This blog was authored by Veronica Valeros (@verovaleros) on 2019-06-03.
This blog post aims to cover the basics of Splunk: what it is, how to search, how to make graphs, and some interesting searches that can be used to identify suspicious activity on the network.
What is Splunk?
Splunk [1] is a web-based software designed to work with big data. It is used to ingest a myriad of data formats, and it’s optimized to search, monitor and analyze that data.
Splunk is a very powerful tool, and in our case, the three main components are: data ingestion, data search, and data visualization. While Splunk is paid, you can use it for free with some heavy limitations and if you keep your data ingestion below 500MB per day [1].

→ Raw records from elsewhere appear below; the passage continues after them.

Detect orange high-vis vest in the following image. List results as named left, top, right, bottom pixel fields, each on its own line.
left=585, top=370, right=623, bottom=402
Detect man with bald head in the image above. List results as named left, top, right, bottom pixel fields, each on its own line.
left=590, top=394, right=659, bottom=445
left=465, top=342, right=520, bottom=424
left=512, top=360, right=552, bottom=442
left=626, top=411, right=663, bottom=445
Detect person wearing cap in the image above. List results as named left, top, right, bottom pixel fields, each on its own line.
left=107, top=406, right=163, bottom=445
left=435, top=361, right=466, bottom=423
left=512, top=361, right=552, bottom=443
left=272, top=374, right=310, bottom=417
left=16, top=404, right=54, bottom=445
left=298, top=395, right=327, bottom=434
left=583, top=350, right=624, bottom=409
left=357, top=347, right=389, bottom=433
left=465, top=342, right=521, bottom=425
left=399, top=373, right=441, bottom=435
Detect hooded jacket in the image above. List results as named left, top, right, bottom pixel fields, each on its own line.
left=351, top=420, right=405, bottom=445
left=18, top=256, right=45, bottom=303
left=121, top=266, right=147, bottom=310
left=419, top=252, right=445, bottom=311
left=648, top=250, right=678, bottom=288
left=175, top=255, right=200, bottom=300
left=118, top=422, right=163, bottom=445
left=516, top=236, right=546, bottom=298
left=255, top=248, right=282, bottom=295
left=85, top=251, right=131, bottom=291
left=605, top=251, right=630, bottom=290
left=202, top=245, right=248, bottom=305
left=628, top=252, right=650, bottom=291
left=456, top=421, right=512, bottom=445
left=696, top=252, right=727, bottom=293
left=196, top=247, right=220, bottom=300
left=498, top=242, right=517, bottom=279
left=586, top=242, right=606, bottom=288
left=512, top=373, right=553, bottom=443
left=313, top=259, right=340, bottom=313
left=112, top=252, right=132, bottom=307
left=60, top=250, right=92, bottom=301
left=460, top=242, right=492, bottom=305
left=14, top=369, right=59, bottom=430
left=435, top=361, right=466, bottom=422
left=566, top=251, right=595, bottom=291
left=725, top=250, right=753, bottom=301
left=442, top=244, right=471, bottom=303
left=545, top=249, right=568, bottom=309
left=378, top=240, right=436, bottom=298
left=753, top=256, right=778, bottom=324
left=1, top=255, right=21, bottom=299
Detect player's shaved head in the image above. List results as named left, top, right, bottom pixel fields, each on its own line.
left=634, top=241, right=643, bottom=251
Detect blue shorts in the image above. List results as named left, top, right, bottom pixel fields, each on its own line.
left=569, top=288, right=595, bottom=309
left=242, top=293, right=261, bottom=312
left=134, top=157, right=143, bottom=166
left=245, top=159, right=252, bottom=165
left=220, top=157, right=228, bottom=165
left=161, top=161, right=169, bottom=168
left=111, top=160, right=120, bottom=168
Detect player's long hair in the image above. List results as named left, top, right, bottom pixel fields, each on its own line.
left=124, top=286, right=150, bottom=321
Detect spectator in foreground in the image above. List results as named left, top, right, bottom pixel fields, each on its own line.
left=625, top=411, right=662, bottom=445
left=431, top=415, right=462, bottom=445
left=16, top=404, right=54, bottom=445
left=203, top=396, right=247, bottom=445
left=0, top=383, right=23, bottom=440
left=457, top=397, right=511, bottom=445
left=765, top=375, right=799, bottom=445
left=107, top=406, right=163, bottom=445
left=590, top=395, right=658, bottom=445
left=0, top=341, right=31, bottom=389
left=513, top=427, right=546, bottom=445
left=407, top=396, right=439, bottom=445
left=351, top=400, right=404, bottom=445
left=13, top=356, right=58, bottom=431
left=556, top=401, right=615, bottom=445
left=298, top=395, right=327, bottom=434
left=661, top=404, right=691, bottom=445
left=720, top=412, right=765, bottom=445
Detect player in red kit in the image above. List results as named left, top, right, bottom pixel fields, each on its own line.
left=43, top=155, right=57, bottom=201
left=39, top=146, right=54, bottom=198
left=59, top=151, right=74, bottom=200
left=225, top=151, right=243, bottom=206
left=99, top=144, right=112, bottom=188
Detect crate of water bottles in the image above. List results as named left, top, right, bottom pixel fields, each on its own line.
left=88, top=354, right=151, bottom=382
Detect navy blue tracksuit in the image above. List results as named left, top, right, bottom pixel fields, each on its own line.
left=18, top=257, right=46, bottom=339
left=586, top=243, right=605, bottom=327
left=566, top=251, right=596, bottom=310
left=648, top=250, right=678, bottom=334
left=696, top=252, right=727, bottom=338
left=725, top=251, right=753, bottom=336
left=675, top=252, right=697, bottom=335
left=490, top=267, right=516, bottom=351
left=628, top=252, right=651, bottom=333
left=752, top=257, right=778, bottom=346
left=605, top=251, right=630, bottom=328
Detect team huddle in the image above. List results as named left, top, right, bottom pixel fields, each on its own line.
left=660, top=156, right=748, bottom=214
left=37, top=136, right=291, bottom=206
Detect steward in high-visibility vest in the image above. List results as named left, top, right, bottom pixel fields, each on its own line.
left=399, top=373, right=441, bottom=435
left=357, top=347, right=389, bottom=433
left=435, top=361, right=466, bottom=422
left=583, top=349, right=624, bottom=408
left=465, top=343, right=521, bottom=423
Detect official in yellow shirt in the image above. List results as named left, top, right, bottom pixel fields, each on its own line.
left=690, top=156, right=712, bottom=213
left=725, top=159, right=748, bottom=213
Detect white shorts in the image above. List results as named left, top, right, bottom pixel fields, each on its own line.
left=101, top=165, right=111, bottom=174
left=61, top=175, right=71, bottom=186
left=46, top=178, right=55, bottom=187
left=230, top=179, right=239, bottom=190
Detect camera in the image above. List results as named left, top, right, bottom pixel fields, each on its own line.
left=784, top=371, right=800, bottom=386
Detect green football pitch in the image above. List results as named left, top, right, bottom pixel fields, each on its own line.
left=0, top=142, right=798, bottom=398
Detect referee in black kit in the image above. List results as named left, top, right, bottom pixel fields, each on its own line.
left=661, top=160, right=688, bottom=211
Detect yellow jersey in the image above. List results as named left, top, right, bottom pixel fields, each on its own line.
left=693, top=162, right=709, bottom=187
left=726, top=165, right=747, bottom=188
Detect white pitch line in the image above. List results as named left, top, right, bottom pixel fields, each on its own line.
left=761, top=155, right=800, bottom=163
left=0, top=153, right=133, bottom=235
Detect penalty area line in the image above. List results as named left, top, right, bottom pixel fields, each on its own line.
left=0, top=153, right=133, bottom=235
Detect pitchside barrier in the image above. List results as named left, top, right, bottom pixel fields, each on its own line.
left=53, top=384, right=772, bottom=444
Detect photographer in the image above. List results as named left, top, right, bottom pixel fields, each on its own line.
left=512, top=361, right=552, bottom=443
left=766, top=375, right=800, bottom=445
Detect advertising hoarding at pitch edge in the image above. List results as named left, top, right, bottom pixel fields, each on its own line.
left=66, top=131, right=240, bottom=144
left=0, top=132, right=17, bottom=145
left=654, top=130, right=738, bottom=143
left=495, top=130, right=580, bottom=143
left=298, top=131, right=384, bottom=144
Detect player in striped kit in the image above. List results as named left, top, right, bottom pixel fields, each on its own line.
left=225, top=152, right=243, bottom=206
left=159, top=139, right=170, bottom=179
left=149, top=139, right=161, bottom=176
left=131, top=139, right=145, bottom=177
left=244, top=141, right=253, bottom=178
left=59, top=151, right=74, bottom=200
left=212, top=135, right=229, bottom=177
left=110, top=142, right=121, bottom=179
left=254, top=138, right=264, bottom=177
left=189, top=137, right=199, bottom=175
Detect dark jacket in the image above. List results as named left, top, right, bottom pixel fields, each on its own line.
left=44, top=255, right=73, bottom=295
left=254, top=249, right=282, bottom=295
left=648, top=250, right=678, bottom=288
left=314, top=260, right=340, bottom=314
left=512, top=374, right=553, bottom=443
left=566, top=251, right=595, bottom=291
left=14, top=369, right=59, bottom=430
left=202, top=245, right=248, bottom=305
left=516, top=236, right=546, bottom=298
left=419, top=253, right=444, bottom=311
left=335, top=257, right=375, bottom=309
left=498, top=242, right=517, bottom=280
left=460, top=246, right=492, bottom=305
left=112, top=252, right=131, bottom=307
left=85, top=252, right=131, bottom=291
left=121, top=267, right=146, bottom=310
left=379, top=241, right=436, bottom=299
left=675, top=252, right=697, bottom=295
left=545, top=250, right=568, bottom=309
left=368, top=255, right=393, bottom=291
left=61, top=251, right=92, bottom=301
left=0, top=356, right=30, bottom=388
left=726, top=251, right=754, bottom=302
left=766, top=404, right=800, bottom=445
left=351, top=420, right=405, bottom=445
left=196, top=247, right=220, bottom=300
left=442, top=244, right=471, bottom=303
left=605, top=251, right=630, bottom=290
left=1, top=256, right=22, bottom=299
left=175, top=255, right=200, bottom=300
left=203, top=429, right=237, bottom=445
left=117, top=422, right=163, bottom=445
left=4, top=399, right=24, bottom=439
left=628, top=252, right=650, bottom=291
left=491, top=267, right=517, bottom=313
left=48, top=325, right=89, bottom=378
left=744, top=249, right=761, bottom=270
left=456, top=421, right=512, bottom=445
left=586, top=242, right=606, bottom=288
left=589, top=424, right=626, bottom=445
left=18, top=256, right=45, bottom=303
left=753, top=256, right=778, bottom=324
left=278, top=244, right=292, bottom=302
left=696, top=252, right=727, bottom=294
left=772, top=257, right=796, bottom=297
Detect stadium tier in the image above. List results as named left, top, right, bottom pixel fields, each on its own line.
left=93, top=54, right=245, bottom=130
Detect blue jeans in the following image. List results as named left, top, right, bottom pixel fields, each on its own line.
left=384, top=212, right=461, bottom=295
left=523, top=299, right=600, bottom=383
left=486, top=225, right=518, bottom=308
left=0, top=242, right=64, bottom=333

How to run your own Splunk?
There are two easy ways to try Splunk. One of them is using Splunk Cloud [1], in which users have a free trial for 15 days and a maximum upload of data of 5GB. The second easiest way to get your own instance of Splunk running is to do it using Docker.
The command below will quickly create and start a new docker container with Splunk ready to use:
docker run -d -v [host-folder]:/[docker-folder/ -p [host-port]:8000 -e "SPLUNK_START_ARGS=--accept-license" -e "SPLUNK_PASSWORD=" --name MySplunkInstance splunk/splunk:latest
Few minutes after the Splunk container is created, it is possible to access the new splunk instance from any browser in the port indicated (host-port). And that’s it. You login with the credentials you provided when the docker was created. Note that as with any other docker container, you need to make sure your firewall is configured to allow external access.

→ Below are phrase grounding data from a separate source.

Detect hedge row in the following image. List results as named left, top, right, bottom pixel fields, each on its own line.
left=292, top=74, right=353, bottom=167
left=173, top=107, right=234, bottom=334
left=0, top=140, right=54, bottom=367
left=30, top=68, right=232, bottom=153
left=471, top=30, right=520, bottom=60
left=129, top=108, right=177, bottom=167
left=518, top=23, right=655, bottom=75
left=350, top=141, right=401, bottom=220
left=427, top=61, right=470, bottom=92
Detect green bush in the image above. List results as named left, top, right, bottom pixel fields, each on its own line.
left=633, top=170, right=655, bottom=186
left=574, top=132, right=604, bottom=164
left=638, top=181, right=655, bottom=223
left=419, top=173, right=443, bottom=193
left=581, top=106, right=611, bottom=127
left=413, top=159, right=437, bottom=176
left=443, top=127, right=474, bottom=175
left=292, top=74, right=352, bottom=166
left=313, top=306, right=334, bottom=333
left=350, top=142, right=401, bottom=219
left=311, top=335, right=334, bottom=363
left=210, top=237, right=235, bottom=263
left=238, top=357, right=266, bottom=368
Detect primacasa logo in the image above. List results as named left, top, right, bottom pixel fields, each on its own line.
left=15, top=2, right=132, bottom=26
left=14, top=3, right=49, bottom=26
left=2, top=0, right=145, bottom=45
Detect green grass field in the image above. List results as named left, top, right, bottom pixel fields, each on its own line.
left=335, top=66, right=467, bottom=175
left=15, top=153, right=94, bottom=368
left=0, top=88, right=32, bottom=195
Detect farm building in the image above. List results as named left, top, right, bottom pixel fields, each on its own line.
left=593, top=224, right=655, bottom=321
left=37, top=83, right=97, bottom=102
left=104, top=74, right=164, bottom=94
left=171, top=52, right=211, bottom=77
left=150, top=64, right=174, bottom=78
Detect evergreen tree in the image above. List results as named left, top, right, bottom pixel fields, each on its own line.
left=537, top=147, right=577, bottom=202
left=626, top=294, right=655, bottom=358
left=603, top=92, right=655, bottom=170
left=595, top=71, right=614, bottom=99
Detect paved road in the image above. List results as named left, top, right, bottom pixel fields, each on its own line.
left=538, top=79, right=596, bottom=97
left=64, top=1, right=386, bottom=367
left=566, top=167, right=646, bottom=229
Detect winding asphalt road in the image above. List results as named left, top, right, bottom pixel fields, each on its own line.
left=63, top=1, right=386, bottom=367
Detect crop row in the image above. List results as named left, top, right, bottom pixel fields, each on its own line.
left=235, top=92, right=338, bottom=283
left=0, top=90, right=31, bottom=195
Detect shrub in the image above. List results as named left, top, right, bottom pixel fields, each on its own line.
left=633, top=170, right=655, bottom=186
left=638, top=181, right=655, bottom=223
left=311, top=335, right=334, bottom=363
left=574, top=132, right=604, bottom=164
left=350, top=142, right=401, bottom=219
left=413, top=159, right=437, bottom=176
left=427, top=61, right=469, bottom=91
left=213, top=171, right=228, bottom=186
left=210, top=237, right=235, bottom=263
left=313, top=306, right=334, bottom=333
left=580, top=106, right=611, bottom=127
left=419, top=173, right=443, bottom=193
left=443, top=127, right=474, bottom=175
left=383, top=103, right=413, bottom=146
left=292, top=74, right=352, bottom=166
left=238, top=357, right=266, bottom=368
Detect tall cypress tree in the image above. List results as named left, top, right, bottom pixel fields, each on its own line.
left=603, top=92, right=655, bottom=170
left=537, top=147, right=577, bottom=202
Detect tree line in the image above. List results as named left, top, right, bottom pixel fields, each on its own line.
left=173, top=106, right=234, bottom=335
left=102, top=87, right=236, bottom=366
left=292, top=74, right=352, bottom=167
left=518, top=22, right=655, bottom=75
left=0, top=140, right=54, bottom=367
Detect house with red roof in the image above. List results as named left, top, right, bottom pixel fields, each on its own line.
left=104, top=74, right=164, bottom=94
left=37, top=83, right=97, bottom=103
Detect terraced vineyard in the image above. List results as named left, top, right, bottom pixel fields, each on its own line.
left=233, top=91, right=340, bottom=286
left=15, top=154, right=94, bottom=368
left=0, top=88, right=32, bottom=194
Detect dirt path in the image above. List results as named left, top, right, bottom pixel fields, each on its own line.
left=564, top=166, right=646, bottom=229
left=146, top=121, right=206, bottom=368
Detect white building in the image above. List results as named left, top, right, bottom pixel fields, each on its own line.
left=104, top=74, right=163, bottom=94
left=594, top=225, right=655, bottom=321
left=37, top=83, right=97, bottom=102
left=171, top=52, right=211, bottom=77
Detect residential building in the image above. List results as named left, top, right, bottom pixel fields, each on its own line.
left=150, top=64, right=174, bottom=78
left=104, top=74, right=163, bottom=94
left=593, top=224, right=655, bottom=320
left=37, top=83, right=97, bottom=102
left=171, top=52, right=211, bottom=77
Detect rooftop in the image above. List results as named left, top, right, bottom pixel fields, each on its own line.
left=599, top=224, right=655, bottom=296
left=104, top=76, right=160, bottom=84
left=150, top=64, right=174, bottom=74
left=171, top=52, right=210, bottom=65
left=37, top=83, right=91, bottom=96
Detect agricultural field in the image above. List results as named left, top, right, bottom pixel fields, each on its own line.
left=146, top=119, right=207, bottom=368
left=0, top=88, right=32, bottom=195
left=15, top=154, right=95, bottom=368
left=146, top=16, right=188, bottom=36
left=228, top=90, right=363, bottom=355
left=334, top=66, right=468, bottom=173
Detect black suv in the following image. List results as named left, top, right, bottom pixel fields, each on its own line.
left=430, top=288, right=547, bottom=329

Getting Started: Splunk UI
Splunk is developed in a modular way by what are known as apps. The image above shows the view of the main app known as ‘Search & Reporting’. The key elements highlighted in the above image are:
Main menu to administer the instance: data indexing, configurations, etc.

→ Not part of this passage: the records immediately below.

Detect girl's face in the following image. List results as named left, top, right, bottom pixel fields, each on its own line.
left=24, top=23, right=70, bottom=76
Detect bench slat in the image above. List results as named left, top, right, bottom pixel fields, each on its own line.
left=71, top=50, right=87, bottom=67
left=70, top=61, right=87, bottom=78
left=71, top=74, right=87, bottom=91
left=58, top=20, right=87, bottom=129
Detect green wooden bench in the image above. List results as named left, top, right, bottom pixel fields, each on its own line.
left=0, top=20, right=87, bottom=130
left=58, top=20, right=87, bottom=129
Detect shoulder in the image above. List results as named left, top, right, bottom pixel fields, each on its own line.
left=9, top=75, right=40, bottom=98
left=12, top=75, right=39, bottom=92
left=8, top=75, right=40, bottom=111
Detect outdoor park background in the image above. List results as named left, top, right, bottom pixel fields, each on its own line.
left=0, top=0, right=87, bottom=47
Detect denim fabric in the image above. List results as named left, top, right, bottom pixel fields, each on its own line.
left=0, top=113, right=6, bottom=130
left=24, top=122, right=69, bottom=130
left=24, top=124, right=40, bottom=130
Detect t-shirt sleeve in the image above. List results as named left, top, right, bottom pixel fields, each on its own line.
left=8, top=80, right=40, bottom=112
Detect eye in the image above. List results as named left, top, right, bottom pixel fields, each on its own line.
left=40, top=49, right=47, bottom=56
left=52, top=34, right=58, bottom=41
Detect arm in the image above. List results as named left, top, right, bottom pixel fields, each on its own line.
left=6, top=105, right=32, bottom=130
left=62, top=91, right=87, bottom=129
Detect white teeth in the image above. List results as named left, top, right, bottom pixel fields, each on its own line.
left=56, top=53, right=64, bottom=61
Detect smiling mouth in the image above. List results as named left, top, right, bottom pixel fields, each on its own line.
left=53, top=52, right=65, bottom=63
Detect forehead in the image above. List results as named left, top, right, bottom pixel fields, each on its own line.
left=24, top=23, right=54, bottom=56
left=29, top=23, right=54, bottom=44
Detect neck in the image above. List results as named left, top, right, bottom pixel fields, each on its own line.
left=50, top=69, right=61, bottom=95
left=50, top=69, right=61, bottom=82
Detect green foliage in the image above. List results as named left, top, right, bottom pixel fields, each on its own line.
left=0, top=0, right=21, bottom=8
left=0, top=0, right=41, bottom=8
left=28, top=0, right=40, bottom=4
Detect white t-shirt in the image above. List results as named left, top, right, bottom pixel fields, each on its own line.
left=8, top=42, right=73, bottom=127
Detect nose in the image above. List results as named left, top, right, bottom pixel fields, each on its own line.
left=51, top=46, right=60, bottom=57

Search bar: this is where your Splunk search queries go.
Time range picker: this time range applies to the results of your queries.
Search mode menu. There are three different search modes that condition the resources Splunk will use to show you the results of your search query:
Fast search: consumes low resources, it’s fast, only shows what you strictly search for. Recommended for using when visualizing or processing statistics.
Smart search: consumes more resources than the Fast search, but shows you all related fields associated to the search query you did. Recommended for normal use.
Verbose search: consumes much more resources as it shows not only what you searched for but it makes all the data available as well. For instance, if you do a visualization in Verbose mode, the statistics and data table will also be available. If you do the same search in any other mode, the statistics and data table will not be filled. Recommended when doing special operations or debugging visualizations.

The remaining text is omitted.